Owen Smith, the shadow secretary of state for Northern Ireland, has a plan. He says that if Northern Ireland is to have a sustained period of unwelcome direct rule, he favours putting marriage equality and abortion to referendums so that Westminster can feel empowered to make change happen.

The shadow Northern Ireland secretary is right to want to see progress on both these issues – it is appalling that the people of Northern Ireland do not have the same equal marriage laws or reproductive rights as their fellow citizens in the rest of the United Kingdom. For the avoidance of doubt, our preference would be for the institutions to get back up and running as soon as possible. It is a tragedy that the UK government isn’t working harder to achieve that because of the survival pact Theresa May has signed with the DUP. Direct rule is bad for Northern Ireland for a whole range of reasons.

Owen Smith is right to say that if the parties of Northern Ireland cannot get their act together and restore power-sharing government then direct rule, however undesirable, must be used to make progress on LGBT and reproductive rights.

But he is wrong to say that referendums are necessary to give a mandate for change. For one, thing they are not required. Unlike in the Republic of Ireland, where these were constitutional questions, a referendum is not needed to change the law for either marriage equality or abortion. They are the preserve of legislators. Some will look to Australia. But the reason for the “consultative ballot” in Australia was a total failure of leadership, and should neither be indulged nor repeated.

The people of Northern Ireland have already had their rights on equal marriage denied because of the Democratic Unionist party taking advantage of the makeup of the previous assembly to abuse parliamentary procedure. Every poll shows that there is clear majority support for equal marriage in Northern Ireland.

Therefore Westminster, and particularly Labour’s front bench, should not be saying that there needs to be another public vote to provide a mandate.
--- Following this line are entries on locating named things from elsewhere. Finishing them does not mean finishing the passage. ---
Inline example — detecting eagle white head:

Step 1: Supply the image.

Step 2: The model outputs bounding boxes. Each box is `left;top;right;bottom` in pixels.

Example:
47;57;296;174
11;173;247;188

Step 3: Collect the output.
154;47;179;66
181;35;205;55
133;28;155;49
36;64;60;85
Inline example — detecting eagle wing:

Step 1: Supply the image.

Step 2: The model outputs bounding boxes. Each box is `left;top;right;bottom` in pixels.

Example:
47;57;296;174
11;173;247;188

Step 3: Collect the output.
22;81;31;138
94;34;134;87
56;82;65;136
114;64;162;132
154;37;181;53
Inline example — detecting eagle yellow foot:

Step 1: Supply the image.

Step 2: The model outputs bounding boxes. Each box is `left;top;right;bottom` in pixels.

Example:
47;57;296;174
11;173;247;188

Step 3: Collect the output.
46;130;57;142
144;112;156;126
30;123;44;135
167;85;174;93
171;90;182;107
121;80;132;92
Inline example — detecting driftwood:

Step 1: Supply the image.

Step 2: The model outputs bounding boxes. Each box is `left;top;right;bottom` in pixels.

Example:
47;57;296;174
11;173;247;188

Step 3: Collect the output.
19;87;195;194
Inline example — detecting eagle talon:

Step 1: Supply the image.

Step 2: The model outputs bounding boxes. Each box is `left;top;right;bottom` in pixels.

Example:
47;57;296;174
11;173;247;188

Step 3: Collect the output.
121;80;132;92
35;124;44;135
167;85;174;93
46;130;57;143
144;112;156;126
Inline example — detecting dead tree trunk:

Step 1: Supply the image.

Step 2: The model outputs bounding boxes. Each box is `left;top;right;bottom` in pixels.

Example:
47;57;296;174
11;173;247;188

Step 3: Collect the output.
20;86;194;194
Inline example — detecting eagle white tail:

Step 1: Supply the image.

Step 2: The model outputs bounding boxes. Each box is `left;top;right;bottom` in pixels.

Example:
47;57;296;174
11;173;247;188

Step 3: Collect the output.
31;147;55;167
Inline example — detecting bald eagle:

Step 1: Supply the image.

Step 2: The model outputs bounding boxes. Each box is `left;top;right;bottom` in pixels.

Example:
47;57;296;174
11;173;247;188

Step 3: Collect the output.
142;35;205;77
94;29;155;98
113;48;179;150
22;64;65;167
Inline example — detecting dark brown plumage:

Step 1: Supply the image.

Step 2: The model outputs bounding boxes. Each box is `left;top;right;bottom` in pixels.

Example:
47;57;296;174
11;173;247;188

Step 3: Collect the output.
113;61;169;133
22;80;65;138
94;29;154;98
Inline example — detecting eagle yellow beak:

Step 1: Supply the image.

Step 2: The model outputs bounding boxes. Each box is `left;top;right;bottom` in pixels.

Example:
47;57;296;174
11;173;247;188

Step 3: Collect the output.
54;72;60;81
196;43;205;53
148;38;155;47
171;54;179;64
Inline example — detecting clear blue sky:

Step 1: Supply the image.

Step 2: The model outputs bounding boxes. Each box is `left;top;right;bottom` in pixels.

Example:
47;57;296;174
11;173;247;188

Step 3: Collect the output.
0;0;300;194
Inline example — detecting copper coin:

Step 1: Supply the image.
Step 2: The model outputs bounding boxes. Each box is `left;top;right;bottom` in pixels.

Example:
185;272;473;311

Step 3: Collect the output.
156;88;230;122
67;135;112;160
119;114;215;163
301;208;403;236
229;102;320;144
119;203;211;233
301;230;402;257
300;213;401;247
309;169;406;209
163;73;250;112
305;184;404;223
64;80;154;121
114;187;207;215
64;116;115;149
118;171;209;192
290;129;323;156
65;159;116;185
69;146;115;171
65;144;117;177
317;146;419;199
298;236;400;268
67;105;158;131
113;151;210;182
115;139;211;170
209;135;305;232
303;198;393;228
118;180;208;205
Members of the UK parliament already know that if the Northern Ireland assembly was up and running, such legislation would get majority support and the voters would overwhelmingly welcome it.
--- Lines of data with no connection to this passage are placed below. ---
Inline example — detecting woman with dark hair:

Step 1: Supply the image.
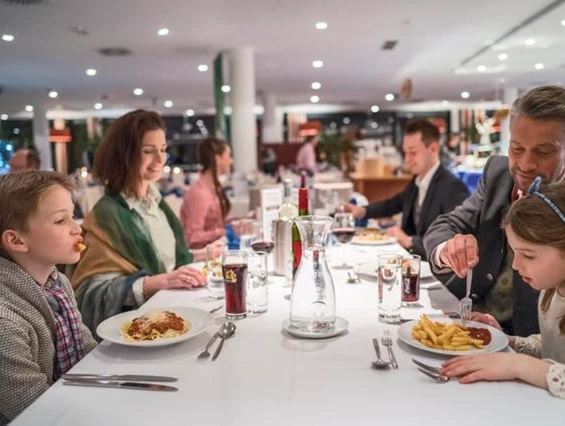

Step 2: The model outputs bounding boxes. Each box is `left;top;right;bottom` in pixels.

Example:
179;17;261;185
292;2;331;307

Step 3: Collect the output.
180;138;232;248
72;110;205;331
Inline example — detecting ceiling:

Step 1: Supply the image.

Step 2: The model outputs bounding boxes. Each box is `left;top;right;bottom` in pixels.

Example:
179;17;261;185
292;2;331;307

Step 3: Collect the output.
0;0;565;114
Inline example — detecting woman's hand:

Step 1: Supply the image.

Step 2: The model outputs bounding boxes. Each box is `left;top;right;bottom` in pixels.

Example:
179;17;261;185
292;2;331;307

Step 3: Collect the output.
464;312;502;330
441;353;549;389
144;266;206;297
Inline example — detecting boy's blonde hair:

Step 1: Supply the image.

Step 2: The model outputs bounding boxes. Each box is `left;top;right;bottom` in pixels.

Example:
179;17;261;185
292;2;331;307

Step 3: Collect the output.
502;182;565;334
0;171;74;255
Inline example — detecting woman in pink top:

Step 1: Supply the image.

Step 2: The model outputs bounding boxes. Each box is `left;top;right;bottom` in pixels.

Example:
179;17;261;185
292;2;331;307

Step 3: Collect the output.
180;138;232;249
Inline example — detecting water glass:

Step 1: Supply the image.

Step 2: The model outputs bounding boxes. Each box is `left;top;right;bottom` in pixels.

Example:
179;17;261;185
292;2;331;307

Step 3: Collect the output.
378;254;402;324
205;243;227;299
247;252;269;314
401;254;421;307
222;250;247;320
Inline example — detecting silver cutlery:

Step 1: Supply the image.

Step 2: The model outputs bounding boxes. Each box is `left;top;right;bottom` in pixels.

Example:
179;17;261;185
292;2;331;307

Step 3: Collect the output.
197;331;220;361
381;330;398;370
62;373;178;383
212;322;236;361
61;379;178;392
459;269;473;327
371;339;390;370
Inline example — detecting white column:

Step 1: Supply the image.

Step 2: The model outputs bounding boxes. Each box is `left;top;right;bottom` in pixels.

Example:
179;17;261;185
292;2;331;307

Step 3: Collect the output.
33;102;53;170
228;46;257;173
263;93;284;143
500;87;518;155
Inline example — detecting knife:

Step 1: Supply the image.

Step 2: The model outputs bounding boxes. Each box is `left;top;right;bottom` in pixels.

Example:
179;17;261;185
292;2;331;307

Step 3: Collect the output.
62;379;178;392
62;373;178;383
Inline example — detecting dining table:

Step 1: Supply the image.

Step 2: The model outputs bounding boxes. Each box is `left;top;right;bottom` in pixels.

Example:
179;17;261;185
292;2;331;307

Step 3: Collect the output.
11;244;565;426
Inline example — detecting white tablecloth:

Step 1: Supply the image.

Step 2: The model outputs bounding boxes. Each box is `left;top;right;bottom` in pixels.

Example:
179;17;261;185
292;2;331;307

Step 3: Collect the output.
12;247;565;426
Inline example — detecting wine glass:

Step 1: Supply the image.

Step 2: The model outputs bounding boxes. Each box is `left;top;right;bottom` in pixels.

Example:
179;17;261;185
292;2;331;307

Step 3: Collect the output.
332;213;355;269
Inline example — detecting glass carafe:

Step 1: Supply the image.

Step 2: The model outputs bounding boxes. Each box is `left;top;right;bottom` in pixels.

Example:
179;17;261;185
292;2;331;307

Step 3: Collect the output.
290;216;336;334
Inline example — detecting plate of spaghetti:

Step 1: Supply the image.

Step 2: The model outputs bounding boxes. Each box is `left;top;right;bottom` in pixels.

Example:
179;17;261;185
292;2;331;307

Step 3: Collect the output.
96;307;213;347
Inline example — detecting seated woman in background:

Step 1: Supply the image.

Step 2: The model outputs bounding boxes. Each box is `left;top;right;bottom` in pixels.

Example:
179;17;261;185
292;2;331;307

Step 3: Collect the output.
180;138;232;248
72;110;205;331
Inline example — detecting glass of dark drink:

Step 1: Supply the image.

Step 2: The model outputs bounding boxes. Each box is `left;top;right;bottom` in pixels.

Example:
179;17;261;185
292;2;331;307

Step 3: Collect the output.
401;254;421;307
332;213;355;269
222;250;247;320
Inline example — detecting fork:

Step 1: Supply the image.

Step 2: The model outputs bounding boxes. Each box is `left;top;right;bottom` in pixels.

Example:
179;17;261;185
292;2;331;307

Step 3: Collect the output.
459;269;473;327
197;332;220;361
381;330;398;370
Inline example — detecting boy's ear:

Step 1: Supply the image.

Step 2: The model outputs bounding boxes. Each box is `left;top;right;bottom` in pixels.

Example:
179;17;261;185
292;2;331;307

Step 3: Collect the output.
1;229;29;253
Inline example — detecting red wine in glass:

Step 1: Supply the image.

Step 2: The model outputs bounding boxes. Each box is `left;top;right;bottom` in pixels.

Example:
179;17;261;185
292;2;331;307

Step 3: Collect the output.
251;240;275;254
332;228;355;244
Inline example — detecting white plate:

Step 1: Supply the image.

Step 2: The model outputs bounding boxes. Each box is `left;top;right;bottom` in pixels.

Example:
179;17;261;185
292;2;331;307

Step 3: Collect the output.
398;318;508;356
96;307;214;347
351;237;397;246
283;317;349;339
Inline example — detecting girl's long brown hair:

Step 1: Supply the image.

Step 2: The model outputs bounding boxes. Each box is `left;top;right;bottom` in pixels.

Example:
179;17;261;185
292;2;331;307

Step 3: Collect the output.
502;182;565;334
198;138;231;219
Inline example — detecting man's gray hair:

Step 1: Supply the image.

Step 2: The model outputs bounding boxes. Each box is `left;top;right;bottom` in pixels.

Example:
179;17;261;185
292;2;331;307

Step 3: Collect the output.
510;86;565;124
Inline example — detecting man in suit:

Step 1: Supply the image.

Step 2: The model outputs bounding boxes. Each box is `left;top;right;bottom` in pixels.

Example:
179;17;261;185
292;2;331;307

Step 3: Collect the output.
424;86;565;336
346;119;469;259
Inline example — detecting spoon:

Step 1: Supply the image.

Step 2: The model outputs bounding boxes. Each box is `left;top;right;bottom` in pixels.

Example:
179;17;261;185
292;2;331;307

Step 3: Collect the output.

So if the parties of Northern Ireland cannot sort themselves out and form a government then the UK parliament must act now without delay, without the division of a public vote unleashing the worst sort of politics.
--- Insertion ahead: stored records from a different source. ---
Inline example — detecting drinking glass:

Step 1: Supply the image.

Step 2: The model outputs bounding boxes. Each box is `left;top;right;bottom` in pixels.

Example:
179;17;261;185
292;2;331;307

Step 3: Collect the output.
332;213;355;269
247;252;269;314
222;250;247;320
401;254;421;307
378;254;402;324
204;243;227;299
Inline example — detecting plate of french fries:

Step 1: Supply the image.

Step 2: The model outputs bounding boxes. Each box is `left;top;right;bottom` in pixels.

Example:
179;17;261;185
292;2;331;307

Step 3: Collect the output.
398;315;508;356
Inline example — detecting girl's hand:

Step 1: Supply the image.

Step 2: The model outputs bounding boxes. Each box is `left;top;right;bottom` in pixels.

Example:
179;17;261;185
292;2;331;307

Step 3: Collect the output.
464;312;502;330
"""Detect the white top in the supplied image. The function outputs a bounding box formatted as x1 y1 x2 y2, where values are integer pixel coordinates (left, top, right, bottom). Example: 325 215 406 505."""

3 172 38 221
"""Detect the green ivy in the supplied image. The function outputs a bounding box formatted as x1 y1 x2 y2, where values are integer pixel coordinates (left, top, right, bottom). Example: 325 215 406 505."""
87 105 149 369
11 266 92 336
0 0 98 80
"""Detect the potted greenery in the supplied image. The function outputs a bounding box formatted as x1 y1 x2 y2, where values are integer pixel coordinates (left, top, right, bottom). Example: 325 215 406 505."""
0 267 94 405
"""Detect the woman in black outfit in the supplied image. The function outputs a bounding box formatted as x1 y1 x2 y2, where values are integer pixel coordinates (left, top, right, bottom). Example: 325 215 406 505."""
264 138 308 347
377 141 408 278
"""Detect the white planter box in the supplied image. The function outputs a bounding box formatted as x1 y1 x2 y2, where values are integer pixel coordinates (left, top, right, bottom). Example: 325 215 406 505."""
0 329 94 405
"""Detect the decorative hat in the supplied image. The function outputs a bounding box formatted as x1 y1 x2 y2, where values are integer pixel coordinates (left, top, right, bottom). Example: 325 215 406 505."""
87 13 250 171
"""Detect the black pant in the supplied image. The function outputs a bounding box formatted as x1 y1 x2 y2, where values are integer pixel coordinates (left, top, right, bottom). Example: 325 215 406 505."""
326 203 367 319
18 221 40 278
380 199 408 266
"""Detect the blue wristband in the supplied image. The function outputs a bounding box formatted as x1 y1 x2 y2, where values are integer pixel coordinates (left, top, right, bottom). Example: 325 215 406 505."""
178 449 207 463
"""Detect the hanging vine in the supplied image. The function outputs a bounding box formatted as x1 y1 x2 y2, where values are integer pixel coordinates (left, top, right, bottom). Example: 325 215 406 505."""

In Australia the LGBT community opposed the postal ballot on their civil rights because you should not have to ask the permission of your neighbour to be equal.

As in Ireland, the campaigns against same-sex marriage indulged homophobia and exploited homophobic tropes about LGBT people seeking to “recruit” young people. Some insinuated that homosexuality was a gateway to paedophilia. Others did much more than insinuate. In Melbourne, Stop The Fags posters appeared and then went viral with images of children cowering under a rainbow-coloured hand. This is what referendums do. They divide cultures, generations and families. They force LGBT people to come out to gain basic civil rights, not at a time of their choosing. For some it was liberating – for others, the consequences continue.

I fear a referendum on abortion would undoubtedly descend quickly into a vicious debate.

Having engaged in these debates on university campuses – places that pride themselves on being liberal-minded – I have witnessed first-hand how quickly they can sour, with accusations of “baby killers”, of women using abortion as contraception and other inflaming distortions.

In Northern Ireland, such a retrograde step is not necessary. Instead, we should work to build a majority in the assembly to legislate for the rights of women in Northern Ireland, impressing on the parties there that this is a human rights issue.

We need only look to Stella Creasy’s important victory earlier this year, enabling women from Northern Ireland to access abortions in England on the NHS, to see how cross-party parliamentary support can be won. It can – and must – now go further.

As it stands in Northern Ireland, women with the resources to travel to Britain to access an abortion can do so, while those who do not must carry on with an unwanted pregnancy or pursue an unsafe and unlawful procedure. Women in Northern Ireland should not have to cross the Irish Sea to access medical care that is their right.

The DUP have made clear their demands for a single UK regulatory framework: politically, economically and financially. Perhaps we can begin with social parity. That would ensure our citizens in Northern Ireland have the same reproductive rights and LGBT rights they deserve, the same as everyone else in Britain.

Richard Angell is LGBT officer of the Labour Irish Society and director of Progress.